Belgian tanker operator Euronav has decided not to exercise the option for four newbuilding very large crude carriers (VLCCs) on top of the four vessels the company had agreed to buy back in June, as the tanker vessels have not become more expensive in the meantime, and the company feels that the four VLCCs do not provide ‘‘hedge against any significant vessel price inflation.”
Euronav also said that the vessels’ delivery windows in late 2016 and 2017 prompted the company to sign an option rather than include them in the June buy.
The announcement came within the company’s financial report for the quarter ended September 30, which Euronav finished with USD 72.2 million net profit, as compared to USD 20.6 million loss recorded in the same period a year earlier.
Compared with the third quarter 2014, VLCC earnings on the spot market were up 112% for the third quarter, the company said, adding that ”the quarter was remarkable for the underlying strength of freight rates in what is usually a seasonally weak period. The strength of rates during July and September was the key feature of the Q3 tanker market. A number of factors simultaneously impacted the freight market in August which saw a short, sharp correction – principally in VLCC rates – but such is the strength of the current market fundamentals. This “correction” lasted just five weeks.”
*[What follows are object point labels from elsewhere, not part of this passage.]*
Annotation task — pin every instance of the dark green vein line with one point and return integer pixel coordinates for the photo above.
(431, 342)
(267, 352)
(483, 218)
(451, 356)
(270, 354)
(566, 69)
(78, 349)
So far in the fourth quarter of 2015, the Euronav VLCC fleet operated in the Tankers International pool has earned about USD 65,000 per day and over 46% of the available days have been fixed. Euronav’s Suezmaxes trading on the spot market have earned about USD 34,600 per day on average with 61% of the available days fixed for the fourth quarter.
Euronav now has 54 vessels on the water with three VLCCs to be delivered in early 2016.